Tangency of the contour lines to the constraint curve is not a necessary condition.
To the Wiki article Lagrange multiplier, there is a note "Inaccurate intuition" criticizing the article for promoting the false intuition that the extrama of the function occurs when the level curves are tangent to the constraint curve. The author of the note gives an example whose simplified version is as follows.
Take $$f(x,y)=x^2$$ whose 3D plot and level curves look like as follows
The constraint curve is a circle centered at the origin (blue line): $$g(x,y)=x^2+y^2-1=0$$
the minima occur at $(0,-1)$ and $(0,1)$ at which points the contor lines are perpendicular to the constraint. The two maxima occur at points where the constraint curve is, indeed, tangent to the contours: $(-1,0)$ and $(1,0)$.
This, however, does not mean that the Lagrange multiplier method does not work. Take the Lagrange function $$\mathscr L(x,y,\lambda)=x^2+\lambda(x^2+y^2-1)$$
and take the partial derivatives and set them equal to zero:
$$2x(1+\lambda)=0,$$
$$\lambda2y=0,$$
$$x^2+y^2=1.$$
For $\lambda=0$: $x=0$ and $y=\pm 1$ and for $\lambda=-1$: $y=0$ and $x=\pm1$ as the intuition already has shown.
Best Answer
The level curves of $f$ represent single values of $f$ that increase in a direction parallel to the gradient. This means that, given a level curve that does not represent a local maximum, there is another level curve nearby whose value for $f$ is greater than the first curve.

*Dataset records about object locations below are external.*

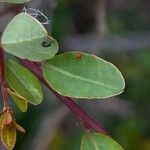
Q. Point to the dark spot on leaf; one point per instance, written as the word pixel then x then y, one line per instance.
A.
pixel 78 55
pixel 46 44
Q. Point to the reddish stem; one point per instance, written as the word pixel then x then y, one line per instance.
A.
pixel 3 79
pixel 86 120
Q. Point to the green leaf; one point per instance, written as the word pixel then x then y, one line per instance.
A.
pixel 19 100
pixel 23 82
pixel 81 75
pixel 15 1
pixel 8 137
pixel 26 38
pixel 98 141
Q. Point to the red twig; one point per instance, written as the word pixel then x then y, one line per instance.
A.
pixel 3 80
pixel 86 120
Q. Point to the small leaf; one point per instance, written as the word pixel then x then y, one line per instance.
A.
pixel 81 75
pixel 98 141
pixel 18 127
pixel 26 38
pixel 19 100
pixel 15 1
pixel 8 137
pixel 7 118
pixel 23 82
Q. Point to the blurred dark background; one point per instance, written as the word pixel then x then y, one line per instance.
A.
pixel 118 31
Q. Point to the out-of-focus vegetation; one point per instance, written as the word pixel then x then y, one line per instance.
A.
pixel 78 18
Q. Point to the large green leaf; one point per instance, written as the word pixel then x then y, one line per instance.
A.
pixel 81 75
pixel 23 82
pixel 20 101
pixel 26 38
pixel 98 141
pixel 15 1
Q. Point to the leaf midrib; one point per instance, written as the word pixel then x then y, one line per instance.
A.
pixel 24 83
pixel 79 77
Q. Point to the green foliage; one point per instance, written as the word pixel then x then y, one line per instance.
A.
pixel 19 100
pixel 98 141
pixel 72 74
pixel 23 82
pixel 26 38
pixel 15 1
pixel 81 75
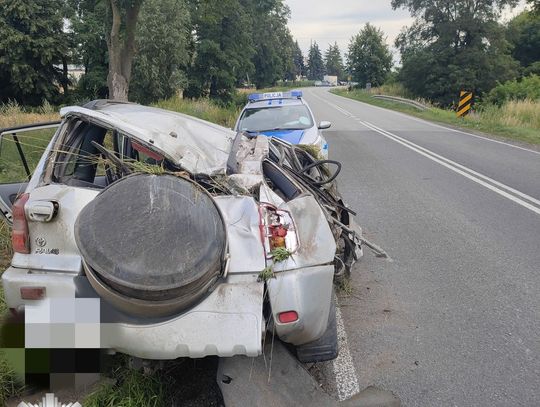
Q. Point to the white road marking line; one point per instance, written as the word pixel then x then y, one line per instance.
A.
pixel 477 174
pixel 344 371
pixel 443 127
pixel 450 165
pixel 413 147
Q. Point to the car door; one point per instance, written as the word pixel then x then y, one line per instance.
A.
pixel 21 148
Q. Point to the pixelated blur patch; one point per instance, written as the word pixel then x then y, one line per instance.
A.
pixel 12 333
pixel 38 361
pixel 15 358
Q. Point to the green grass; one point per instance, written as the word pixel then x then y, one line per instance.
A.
pixel 10 382
pixel 131 389
pixel 519 121
pixel 203 109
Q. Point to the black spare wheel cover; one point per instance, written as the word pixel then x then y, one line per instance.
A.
pixel 152 244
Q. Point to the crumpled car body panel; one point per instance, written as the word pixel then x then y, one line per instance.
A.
pixel 264 185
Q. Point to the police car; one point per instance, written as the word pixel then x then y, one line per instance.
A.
pixel 283 115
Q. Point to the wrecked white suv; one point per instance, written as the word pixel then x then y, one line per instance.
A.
pixel 184 238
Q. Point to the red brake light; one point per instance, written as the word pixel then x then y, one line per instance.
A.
pixel 20 238
pixel 287 317
pixel 32 293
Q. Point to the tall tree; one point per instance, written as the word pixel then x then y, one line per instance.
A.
pixel 223 48
pixel 162 57
pixel 89 34
pixel 33 45
pixel 369 59
pixel 535 5
pixel 121 45
pixel 523 32
pixel 334 61
pixel 453 45
pixel 298 57
pixel 315 63
pixel 273 57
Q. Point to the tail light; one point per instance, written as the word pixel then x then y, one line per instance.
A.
pixel 20 237
pixel 288 317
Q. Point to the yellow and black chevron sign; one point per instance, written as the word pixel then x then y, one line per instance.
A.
pixel 465 103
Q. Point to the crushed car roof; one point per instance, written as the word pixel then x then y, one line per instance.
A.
pixel 195 145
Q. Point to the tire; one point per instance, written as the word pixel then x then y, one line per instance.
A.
pixel 152 245
pixel 326 347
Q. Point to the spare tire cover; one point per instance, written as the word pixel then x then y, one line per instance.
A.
pixel 152 237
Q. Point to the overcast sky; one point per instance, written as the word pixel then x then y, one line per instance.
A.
pixel 338 20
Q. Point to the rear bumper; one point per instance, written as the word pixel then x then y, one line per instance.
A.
pixel 226 323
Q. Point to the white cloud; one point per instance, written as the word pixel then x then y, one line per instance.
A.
pixel 332 21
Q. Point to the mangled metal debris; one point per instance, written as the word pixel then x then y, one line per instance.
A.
pixel 193 237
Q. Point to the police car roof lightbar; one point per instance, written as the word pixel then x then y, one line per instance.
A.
pixel 256 97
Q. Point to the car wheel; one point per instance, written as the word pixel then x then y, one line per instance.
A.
pixel 326 347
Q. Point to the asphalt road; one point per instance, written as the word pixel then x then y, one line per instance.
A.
pixel 454 318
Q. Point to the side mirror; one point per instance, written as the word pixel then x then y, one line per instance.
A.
pixel 324 125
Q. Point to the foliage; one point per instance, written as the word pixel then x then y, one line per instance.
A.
pixel 203 109
pixel 315 63
pixel 32 42
pixel 298 59
pixel 266 274
pixel 369 59
pixel 10 383
pixel 334 62
pixel 274 48
pixel 88 30
pixel 120 36
pixel 224 49
pixel 280 254
pixel 526 88
pixel 132 389
pixel 453 45
pixel 535 5
pixel 523 33
pixel 162 56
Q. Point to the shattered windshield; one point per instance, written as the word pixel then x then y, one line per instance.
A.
pixel 288 117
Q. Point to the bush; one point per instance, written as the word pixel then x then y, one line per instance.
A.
pixel 526 88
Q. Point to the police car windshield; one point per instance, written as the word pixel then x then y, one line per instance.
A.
pixel 286 117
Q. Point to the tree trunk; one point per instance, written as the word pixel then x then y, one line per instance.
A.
pixel 65 78
pixel 121 50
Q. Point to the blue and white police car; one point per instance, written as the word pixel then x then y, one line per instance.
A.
pixel 283 115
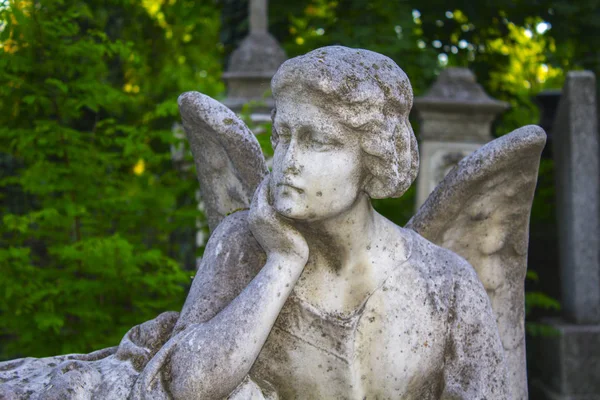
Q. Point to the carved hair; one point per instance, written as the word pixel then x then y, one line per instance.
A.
pixel 366 86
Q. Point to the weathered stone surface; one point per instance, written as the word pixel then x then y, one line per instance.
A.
pixel 455 120
pixel 311 293
pixel 229 161
pixel 253 63
pixel 481 212
pixel 577 171
pixel 571 360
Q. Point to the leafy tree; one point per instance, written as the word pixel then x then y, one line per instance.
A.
pixel 91 203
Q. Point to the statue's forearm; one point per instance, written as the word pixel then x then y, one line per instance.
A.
pixel 212 358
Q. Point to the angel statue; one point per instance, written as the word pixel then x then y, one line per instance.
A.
pixel 304 290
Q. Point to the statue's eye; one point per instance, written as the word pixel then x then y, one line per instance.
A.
pixel 284 134
pixel 321 145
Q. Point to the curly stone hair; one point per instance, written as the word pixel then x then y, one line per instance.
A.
pixel 376 96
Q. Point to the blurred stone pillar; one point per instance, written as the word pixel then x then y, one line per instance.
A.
pixel 570 360
pixel 456 116
pixel 252 65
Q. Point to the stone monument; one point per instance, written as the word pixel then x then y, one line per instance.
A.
pixel 456 116
pixel 571 359
pixel 253 64
pixel 304 290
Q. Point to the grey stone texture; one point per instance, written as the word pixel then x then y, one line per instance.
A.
pixel 571 360
pixel 228 158
pixel 253 63
pixel 481 211
pixel 577 171
pixel 455 116
pixel 311 294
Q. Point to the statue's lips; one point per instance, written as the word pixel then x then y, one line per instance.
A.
pixel 287 185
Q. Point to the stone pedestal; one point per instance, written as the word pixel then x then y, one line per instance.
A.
pixel 456 116
pixel 570 362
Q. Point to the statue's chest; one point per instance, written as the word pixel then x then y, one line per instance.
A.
pixel 381 349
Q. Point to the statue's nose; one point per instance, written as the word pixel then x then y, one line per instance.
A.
pixel 291 163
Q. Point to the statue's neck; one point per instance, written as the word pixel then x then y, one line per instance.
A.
pixel 338 241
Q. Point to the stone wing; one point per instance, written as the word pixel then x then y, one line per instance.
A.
pixel 228 158
pixel 481 212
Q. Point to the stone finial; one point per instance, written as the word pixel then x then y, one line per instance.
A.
pixel 253 63
pixel 456 108
pixel 258 16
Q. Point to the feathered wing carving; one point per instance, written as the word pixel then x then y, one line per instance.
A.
pixel 228 158
pixel 481 212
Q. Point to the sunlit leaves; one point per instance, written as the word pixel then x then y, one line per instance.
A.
pixel 97 224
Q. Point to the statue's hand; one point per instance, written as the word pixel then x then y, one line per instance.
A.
pixel 275 234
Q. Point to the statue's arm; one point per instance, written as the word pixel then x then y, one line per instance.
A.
pixel 209 359
pixel 475 365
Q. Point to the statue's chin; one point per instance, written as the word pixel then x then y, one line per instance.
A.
pixel 292 210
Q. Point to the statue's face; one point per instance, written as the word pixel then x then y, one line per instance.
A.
pixel 317 170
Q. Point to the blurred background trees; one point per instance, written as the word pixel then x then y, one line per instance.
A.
pixel 98 221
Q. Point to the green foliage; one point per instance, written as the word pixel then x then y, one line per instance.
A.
pixel 91 202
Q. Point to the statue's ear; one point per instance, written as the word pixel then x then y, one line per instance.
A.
pixel 391 170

Imagine $g$ as a curve that cuts through a level curve of $f$ at a point $p$. Since $g$ cuts the curve, there are level curves of $f$ on either side of $p$ that also intersect with $g$. Therefore, we can choose another level curve with a greater value for $f$ than the one that contains $p$ and so the maximum cannot occur on that curve.
Therefore, to maximize $f$, we choose level curves in the direction of increase until we can go no further which will occur when the level curve of $f$ is tangent to $g$.